Прелесть, правда? Затем идет описание Петра, «ос­паривающего в угрожающем и сердитом состоянии на Иуду Искариота».

Но вернемся к самой картине. «Тайная вечеря» на­писана на облупившейся стене маленькой часовни, пре­жде, если не ошибаюсь, соединявшейся с главным зданием. Роспись облупилась и потрескалась во всех направлениях, загрязнилась и выцвела от времени, а наполеоновские лошади пооббивали копытами ноги большинства апостолов, когда для них (для лошадей, а не для апостолов) более полувека тому назад здесь были устроены стойла.

Я сразу узнал эту картину: в центре Спаситель, слегка наклонив голову, сидит за длинным, грубо сколоченным столом, на котором кое-где виднеются блюда и плоды, по каждую руку его шесть апостолов в длинных одеяниях беседуют между собой, — картину, с которой в течение трехсот лет было сделано столько копий и гравюр. Вероятно, нет на свете человека, который считал бы, что вечерю Господню можно написать иначе. Весь мир, кажется, давно проникся уверенностью, что человеческий гений не может пре­взойти этого творения да Винчи. Я думаю, что, пока оригинал не исчезнет совсем, художники будут про­должать его копировать. Перед картиной стоял де­сяток мольбертов, и столько же художников изобра­жало великую картину на своих холстах. Я заметил также пятьдесят клише для гравюр и литографий. И как всегда, меня поразило, насколько копии пре­восходят оригинал, — то есть, я хочу сказать, на мой неискушенный взгляд. Где бы вы ни наткнулись на картину Рафаэля, Рубенса, Микеланджело, Караччи или да Винчи (а с нами это случается каждый Божий день), вы непременно наткнетесь также на художника, который делает с нее копию, и копия всегда красивей. Может быть, оригиналы были красивы, пока были новыми, но это время давно прошло.

Длина фрески составляет на глаз около тридцати футов, высота — десять или двенадцать, а фигуры во всяком случае не меньше натуральной величины. Это одна из самых больших картин в Европе.

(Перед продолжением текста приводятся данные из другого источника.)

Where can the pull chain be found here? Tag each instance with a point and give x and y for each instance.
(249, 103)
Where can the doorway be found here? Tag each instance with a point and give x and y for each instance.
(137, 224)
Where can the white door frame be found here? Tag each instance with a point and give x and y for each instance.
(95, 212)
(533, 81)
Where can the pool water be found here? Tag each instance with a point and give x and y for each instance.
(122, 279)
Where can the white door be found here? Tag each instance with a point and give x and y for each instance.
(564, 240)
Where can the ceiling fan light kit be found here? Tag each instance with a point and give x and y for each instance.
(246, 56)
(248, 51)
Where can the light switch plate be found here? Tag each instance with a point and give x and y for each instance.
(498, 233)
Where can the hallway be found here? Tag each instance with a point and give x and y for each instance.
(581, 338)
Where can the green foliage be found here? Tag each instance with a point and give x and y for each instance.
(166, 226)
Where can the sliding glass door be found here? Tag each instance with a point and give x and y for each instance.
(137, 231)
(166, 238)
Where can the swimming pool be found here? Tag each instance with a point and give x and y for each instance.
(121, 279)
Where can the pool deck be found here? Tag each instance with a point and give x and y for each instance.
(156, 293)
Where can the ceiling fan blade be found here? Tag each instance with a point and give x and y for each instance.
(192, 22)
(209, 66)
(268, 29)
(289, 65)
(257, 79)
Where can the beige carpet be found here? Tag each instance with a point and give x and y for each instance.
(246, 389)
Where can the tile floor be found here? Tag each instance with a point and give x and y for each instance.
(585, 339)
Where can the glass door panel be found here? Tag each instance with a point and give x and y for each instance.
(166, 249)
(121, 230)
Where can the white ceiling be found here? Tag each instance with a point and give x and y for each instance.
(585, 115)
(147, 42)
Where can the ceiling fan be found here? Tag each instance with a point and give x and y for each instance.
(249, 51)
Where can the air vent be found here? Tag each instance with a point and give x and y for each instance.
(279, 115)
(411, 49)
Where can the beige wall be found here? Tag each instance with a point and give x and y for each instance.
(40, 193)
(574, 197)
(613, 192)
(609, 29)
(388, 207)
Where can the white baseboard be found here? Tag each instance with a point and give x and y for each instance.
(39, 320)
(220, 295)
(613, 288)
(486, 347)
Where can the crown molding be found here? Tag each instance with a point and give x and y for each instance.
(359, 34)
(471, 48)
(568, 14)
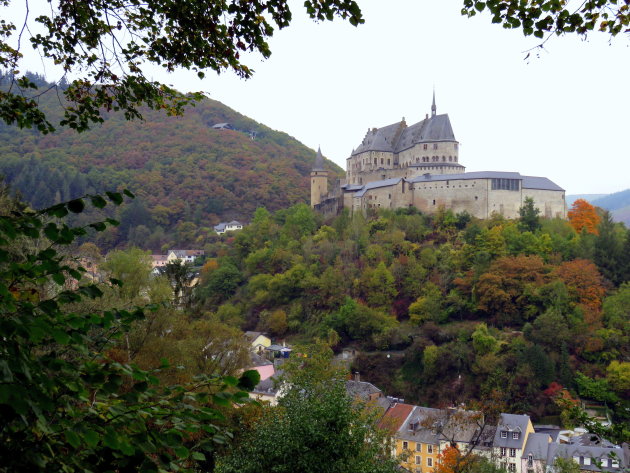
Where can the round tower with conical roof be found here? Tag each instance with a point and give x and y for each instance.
(319, 180)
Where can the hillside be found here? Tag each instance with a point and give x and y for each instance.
(617, 203)
(180, 168)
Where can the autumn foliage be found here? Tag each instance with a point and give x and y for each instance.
(582, 215)
(451, 461)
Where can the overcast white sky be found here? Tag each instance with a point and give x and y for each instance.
(563, 114)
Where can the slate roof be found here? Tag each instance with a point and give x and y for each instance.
(361, 389)
(537, 445)
(533, 182)
(398, 136)
(222, 226)
(511, 423)
(416, 428)
(271, 385)
(466, 176)
(377, 184)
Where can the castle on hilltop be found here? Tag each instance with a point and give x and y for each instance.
(418, 166)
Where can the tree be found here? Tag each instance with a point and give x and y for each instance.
(530, 220)
(552, 17)
(182, 278)
(106, 43)
(66, 404)
(316, 427)
(583, 217)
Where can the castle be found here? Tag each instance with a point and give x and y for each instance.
(418, 166)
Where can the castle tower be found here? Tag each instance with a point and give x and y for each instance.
(319, 180)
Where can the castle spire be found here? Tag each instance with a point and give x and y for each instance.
(319, 161)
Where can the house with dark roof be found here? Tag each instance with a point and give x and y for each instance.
(512, 434)
(418, 165)
(223, 227)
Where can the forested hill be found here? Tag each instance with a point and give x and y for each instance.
(180, 167)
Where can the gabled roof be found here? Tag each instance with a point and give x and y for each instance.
(466, 176)
(533, 182)
(395, 417)
(537, 446)
(511, 423)
(398, 136)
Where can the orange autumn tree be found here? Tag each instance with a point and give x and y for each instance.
(452, 461)
(582, 215)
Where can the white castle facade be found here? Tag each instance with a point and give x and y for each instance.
(418, 166)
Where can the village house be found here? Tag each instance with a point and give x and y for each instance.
(223, 227)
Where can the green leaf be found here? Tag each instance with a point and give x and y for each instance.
(76, 206)
(98, 201)
(199, 456)
(115, 197)
(181, 451)
(90, 437)
(72, 438)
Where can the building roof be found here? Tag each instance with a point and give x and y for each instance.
(395, 417)
(511, 423)
(223, 225)
(361, 389)
(319, 161)
(271, 385)
(419, 426)
(398, 136)
(253, 335)
(376, 184)
(533, 182)
(537, 446)
(466, 176)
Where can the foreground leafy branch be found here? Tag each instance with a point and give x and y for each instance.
(65, 404)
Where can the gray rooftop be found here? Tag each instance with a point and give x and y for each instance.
(511, 423)
(398, 136)
(361, 389)
(537, 446)
(377, 184)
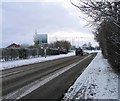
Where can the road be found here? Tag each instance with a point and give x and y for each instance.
(53, 78)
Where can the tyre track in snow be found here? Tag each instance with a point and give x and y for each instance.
(17, 77)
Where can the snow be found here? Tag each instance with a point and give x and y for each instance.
(11, 64)
(21, 92)
(98, 81)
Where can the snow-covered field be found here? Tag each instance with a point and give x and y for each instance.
(98, 81)
(11, 64)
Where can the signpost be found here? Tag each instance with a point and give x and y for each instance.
(41, 39)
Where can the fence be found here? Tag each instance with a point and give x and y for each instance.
(8, 54)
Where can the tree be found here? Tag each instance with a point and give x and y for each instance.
(106, 19)
(63, 44)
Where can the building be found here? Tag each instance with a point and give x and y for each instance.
(40, 39)
(14, 45)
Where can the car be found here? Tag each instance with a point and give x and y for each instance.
(79, 51)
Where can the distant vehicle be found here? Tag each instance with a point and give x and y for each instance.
(79, 51)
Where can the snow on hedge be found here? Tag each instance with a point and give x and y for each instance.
(11, 64)
(98, 81)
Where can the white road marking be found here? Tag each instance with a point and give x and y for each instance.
(19, 93)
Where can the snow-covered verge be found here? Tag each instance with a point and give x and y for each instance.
(11, 64)
(98, 81)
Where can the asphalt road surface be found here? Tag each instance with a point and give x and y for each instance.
(16, 78)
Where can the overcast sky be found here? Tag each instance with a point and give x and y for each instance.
(57, 18)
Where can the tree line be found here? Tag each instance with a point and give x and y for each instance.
(33, 51)
(105, 16)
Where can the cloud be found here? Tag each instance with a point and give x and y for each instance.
(20, 19)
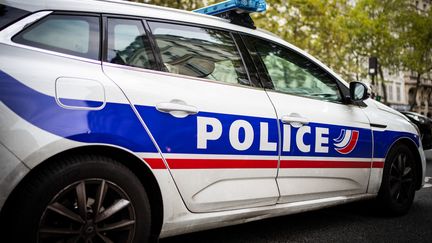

Краски потускнели от времени, лица облупились, стерлись и утратили всякое выражение, волосы — только расплывчатое пятно на стене, а глаза совсем безжизненны. Отчетливо видны лишь позы.

Сюда со всех концов света съезжаются люди и про­славляют этот шедевр. Они стоят как зачарованные, затаив дыхание, раскрыв рот, а если и говорят, то только отрывистыми фразами, преисполненными вос­торга:

— Ах, чудесно!

— Какая экспрессия!

— Какая красота композиции!

— Какое благородство!

— Какая безупречность рисунка!

— Какие несравненные краски!

— Какая глубина!

— Какая тонкость мазка!

— Какое величие замысла!

— Сверхъестественно! Сверхъестественно!

А я завидую этим людям; я завидую их чистосер­дечным восторгам — если они чистосердечны, их вос­хищению — если они испытывают восхищение. Я не питаю к ним вражды. Но тем не менее я никак не могу избавиться от одной мысли: как они видят то, чего не видно? Что бы вы подумали о человеке, который, посмотрев на какую-нибудь дряхлую, беззубую, под­слеповатую, рябую Клеопатру, сказал бы: «Какая не­сравненная красота! Какая душа! Какое чувство!»? Что бы вы подумали о человеке, который, посмотрев на тусклый, туманный закат, сказал бы: «Какое величие! Какая глубина! Какое богатство красок!»? Что бы вы подумали о человеке, который, в экстазе уставившись на унылую вырубку, сказал бы: «Ах, какой чудесный лес!»?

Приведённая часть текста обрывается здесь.